Alastair Cook reflected an “a tough pill to swallow” after England came agonisingly close to Champions Trophy glory at Edgbaston.
A first global 50-over title looked to be heading England’s way when – in a final reduced to a Twenty20 contest following persistent rain – they left themselves needing 20 off 16 balls, with six wickets in hand, to defeat world champions India.
However, Eoin Morgan and Ravi Bopara, who had shared 64, then departed to successive Ishant Sharma deliveries and the hosts came up short on 124 for eight in pursuit of 130.
After seeing his side lose four wickets for three runs, including Jos Buttler for a golden duck, from a position of apparent strength, Cook was understandably downbeat when he addressed the media in his post-match press conference.
“Clearly from there you would back yourself to win more times than you would lose in that situation, but it shows how quickly games can change in Twenty20 when you lose a couple of wickets,” he reasoned.
“Towards the end, when it’s spinning as much as that, it’s very hard for the new guys coming in. They were always going to find it quite hard to hit those runs.

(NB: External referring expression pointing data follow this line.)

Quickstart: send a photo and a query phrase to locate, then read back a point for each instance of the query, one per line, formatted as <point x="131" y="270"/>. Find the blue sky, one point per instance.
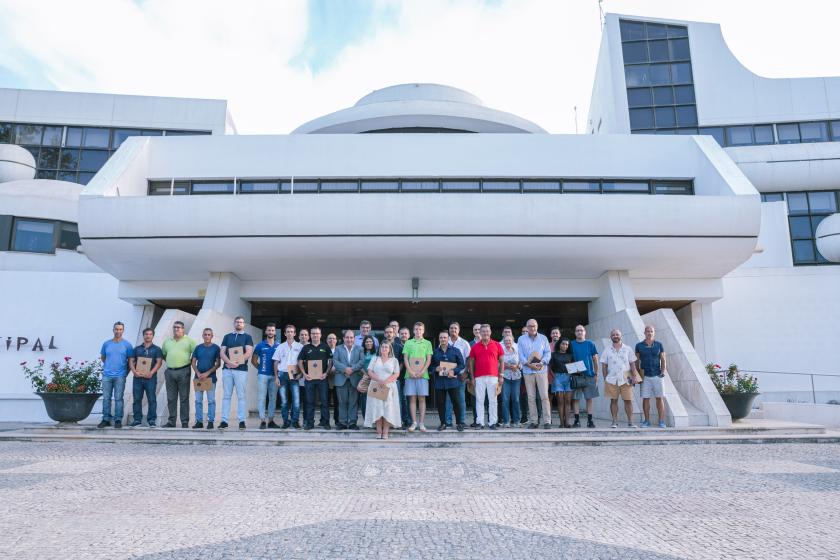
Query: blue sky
<point x="282" y="63"/>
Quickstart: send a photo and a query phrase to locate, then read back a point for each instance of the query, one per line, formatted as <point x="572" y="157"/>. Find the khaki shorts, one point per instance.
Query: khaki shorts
<point x="611" y="391"/>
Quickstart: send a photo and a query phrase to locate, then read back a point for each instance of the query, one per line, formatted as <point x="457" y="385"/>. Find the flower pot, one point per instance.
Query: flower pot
<point x="739" y="404"/>
<point x="69" y="407"/>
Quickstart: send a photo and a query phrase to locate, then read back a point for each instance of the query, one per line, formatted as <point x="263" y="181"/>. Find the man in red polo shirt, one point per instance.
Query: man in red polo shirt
<point x="486" y="367"/>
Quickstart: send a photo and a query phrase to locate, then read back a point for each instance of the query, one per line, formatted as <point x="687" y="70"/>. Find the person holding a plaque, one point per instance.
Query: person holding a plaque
<point x="417" y="355"/>
<point x="285" y="376"/>
<point x="534" y="354"/>
<point x="383" y="408"/>
<point x="206" y="360"/>
<point x="236" y="351"/>
<point x="314" y="361"/>
<point x="145" y="364"/>
<point x="448" y="368"/>
<point x="177" y="351"/>
<point x="561" y="386"/>
<point x="348" y="361"/>
<point x="486" y="367"/>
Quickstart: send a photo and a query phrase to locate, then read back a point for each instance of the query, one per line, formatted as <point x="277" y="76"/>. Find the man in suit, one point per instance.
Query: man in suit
<point x="348" y="360"/>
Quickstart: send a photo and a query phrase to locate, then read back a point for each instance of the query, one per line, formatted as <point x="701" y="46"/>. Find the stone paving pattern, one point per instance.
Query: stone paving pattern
<point x="95" y="500"/>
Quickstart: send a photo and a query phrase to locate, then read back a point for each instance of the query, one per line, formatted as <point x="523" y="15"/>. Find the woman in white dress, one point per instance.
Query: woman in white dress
<point x="384" y="369"/>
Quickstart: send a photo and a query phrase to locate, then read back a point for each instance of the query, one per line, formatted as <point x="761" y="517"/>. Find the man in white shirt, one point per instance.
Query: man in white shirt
<point x="285" y="362"/>
<point x="618" y="363"/>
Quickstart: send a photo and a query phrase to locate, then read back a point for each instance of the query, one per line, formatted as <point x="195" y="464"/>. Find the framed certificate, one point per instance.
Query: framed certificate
<point x="236" y="355"/>
<point x="143" y="367"/>
<point x="315" y="369"/>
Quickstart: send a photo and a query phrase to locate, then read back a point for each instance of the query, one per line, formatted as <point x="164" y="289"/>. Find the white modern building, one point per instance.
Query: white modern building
<point x="421" y="203"/>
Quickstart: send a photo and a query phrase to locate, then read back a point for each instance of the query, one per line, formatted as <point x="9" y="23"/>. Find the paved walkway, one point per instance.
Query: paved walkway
<point x="97" y="500"/>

“It’s a tough pill to swallow at the moment. We had high hopes coming into today of achieving something very special.
“Credit to India. I thought they bowled very well on that wicket. Clearly, as a batting unit, we’ll be looking at ourselves going ‘what could we have done better?’”

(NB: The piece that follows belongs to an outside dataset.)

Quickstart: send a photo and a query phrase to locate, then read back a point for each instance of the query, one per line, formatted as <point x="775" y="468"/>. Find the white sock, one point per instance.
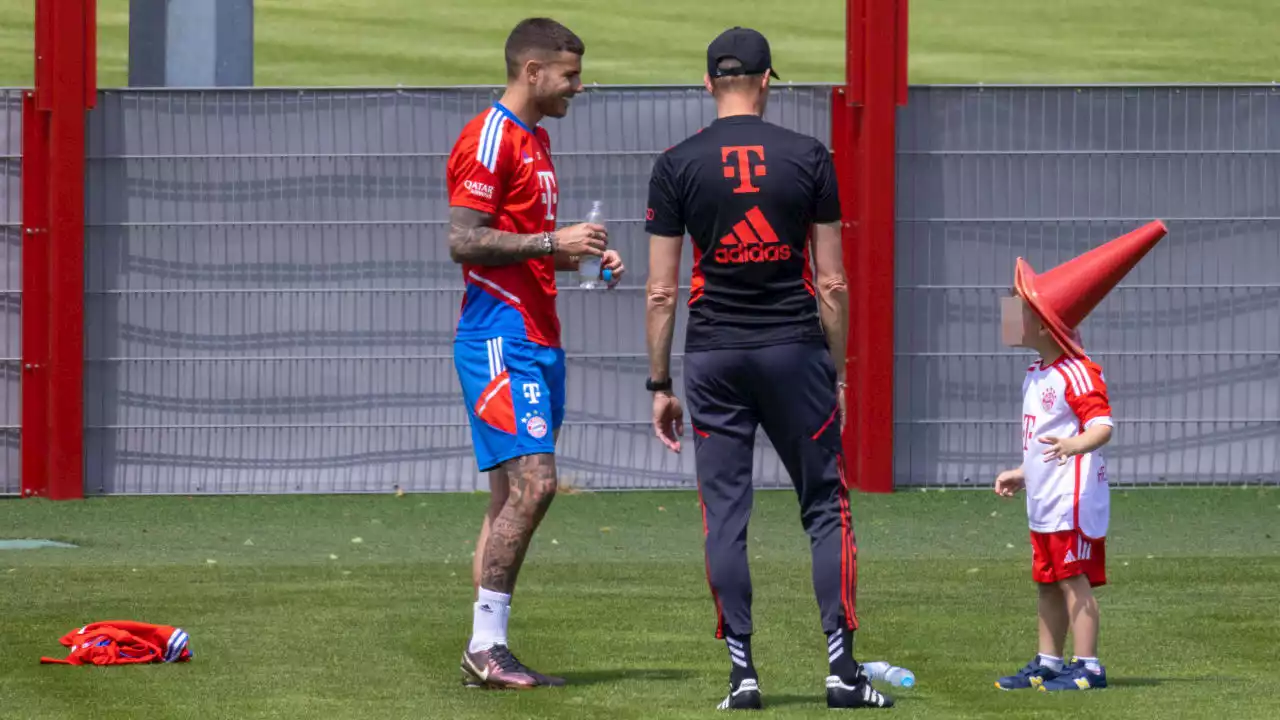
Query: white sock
<point x="489" y="621"/>
<point x="1054" y="664"/>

Although disappointed by the ultimate outcome, England’s skipper took heart from his side’s overall tournament performance.

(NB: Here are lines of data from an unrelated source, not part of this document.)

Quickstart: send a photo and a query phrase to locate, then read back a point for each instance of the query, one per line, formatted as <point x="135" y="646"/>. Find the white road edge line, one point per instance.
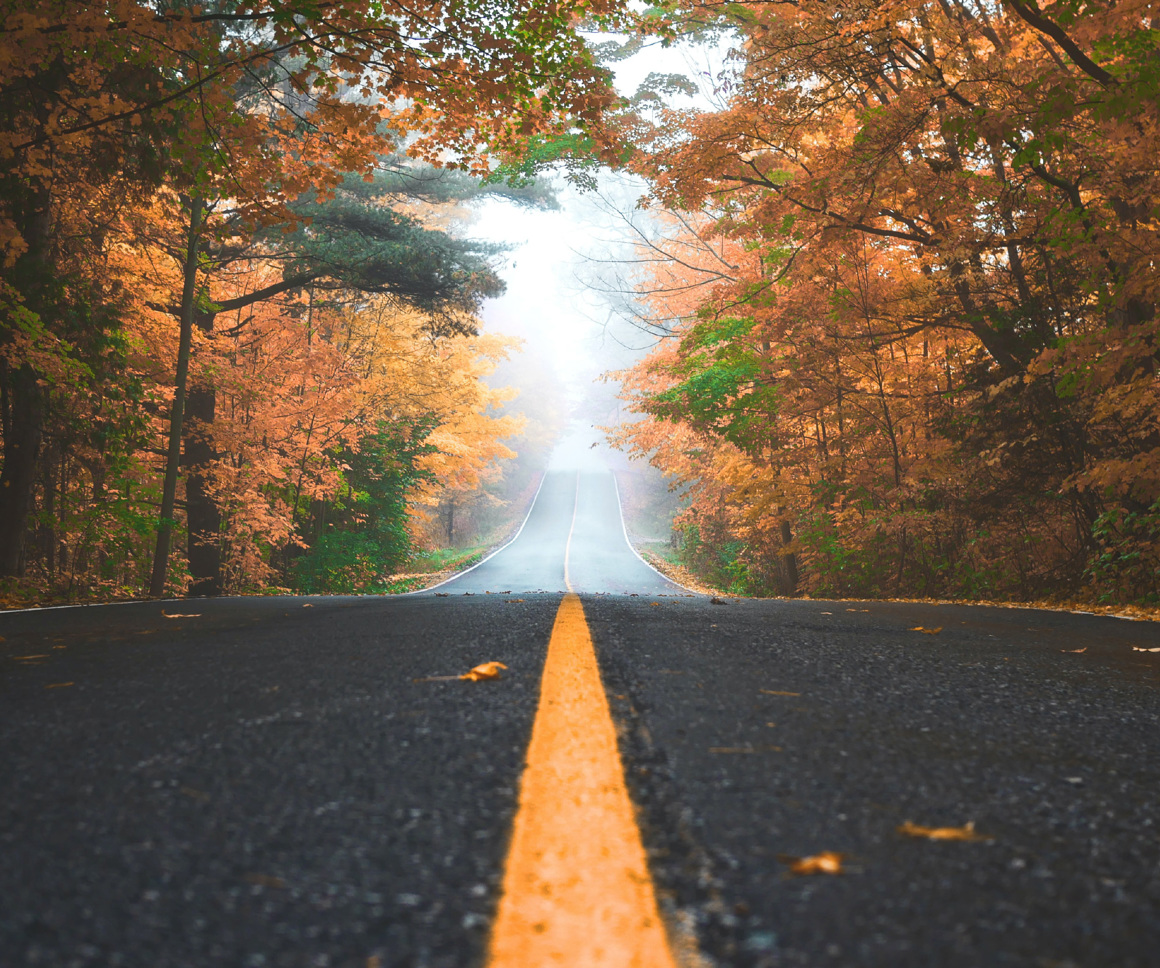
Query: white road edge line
<point x="102" y="605"/>
<point x="624" y="531"/>
<point x="481" y="561"/>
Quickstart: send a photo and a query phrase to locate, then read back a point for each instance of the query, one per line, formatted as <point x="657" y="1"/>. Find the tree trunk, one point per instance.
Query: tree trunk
<point x="23" y="426"/>
<point x="23" y="395"/>
<point x="202" y="514"/>
<point x="173" y="453"/>
<point x="789" y="558"/>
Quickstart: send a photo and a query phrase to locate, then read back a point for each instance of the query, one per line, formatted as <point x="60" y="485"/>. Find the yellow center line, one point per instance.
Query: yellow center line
<point x="577" y="889"/>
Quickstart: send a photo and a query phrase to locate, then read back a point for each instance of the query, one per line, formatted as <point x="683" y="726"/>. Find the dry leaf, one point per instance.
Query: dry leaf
<point x="965" y="832"/>
<point x="488" y="670"/>
<point x="826" y="862"/>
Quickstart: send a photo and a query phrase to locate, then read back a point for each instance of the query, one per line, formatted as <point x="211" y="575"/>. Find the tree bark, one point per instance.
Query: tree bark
<point x="173" y="453"/>
<point x="202" y="514"/>
<point x="21" y="447"/>
<point x="23" y="394"/>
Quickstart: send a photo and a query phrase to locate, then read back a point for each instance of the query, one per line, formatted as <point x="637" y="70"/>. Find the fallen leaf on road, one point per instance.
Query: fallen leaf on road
<point x="488" y="670"/>
<point x="826" y="862"/>
<point x="965" y="832"/>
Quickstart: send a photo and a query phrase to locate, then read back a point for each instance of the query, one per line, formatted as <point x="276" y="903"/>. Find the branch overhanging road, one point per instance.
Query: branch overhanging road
<point x="290" y="781"/>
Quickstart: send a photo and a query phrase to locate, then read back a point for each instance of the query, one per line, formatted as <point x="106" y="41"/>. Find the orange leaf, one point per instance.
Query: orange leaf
<point x="826" y="862"/>
<point x="965" y="832"/>
<point x="488" y="670"/>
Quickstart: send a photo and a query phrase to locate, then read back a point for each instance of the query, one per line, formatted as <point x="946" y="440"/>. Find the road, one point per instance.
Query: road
<point x="287" y="781"/>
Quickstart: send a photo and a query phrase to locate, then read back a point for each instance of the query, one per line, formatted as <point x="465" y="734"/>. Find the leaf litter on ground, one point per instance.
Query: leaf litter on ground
<point x="965" y="832"/>
<point x="825" y="862"/>
<point x="487" y="670"/>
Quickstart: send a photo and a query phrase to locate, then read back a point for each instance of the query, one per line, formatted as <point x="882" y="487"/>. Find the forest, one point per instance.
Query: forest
<point x="239" y="344"/>
<point x="904" y="277"/>
<point x="900" y="268"/>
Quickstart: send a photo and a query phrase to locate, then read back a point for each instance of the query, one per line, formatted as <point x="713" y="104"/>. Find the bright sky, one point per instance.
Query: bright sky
<point x="546" y="302"/>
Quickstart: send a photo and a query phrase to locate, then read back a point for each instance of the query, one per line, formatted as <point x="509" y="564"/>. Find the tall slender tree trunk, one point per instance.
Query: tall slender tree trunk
<point x="173" y="453"/>
<point x="789" y="560"/>
<point x="23" y="395"/>
<point x="203" y="517"/>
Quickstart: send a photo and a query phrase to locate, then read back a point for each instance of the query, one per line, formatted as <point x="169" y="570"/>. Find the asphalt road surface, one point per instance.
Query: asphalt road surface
<point x="287" y="781"/>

Qualification from a challenging group was followed by a thumping last-four victory over South Africa, while there were plenty of positives to be taken from England’s display in the final, not least Bopara’s all-round display.
“Obviously we had a good tournament to get to the final. There are six other teams which would have liked to have been in the situation we were in at the start of the day,” Cook added.
“I’m proud of the way the lads have fought from being under a fair bit of pressure in this tournament.
“Quite a lot of criticism and flak has been thrown our way and yet we got to the final and played some good cricket. We just couldn’t quite get over the line again.”
Elaborating on the efforts of Bopara, who returned 3-20 prior to his innings of 30 from 25 balls, Cook said: “I think he has handled himself really well in this tournament.”
The captain continued: “He’s batted to the situation all the time; he’s bowled pretty well and I thought he was just going to get us over the line today. Unfortunately it wasn’t meant to be.”
Bopara arrived at the crease with England in some trouble at 46 for four.
That was due to Ian Bell being given out stumped off Ravindra Jadeja, a decision Cook disagreed with.
“I thought it was a poor decision,” explained Cook. “I only saw the replay a couple of times, but maybe he (third umpire Bruce Oxenford) saw a different angle than we saw.
“He has made the decision. It’s the umpire’s game and that’s that.”
Cook reserved high praise for the Edgbaston groundstaff, who worked tirelessly throughout the day to ensure the final could take place.
The cut-off time for the fixture was also put back to 8:30pm by the International Cricket Council, ensuring an abandonment that would have seen the trophy shared was avoided.
“I think you’ve got to thank the groundsman and his staff for doing a fantastic job to get us out there, because at least we had the opportunity to win the game,” Cook concluded.
“If you’re sitting here having not played the game, you would always wonder what might have been.”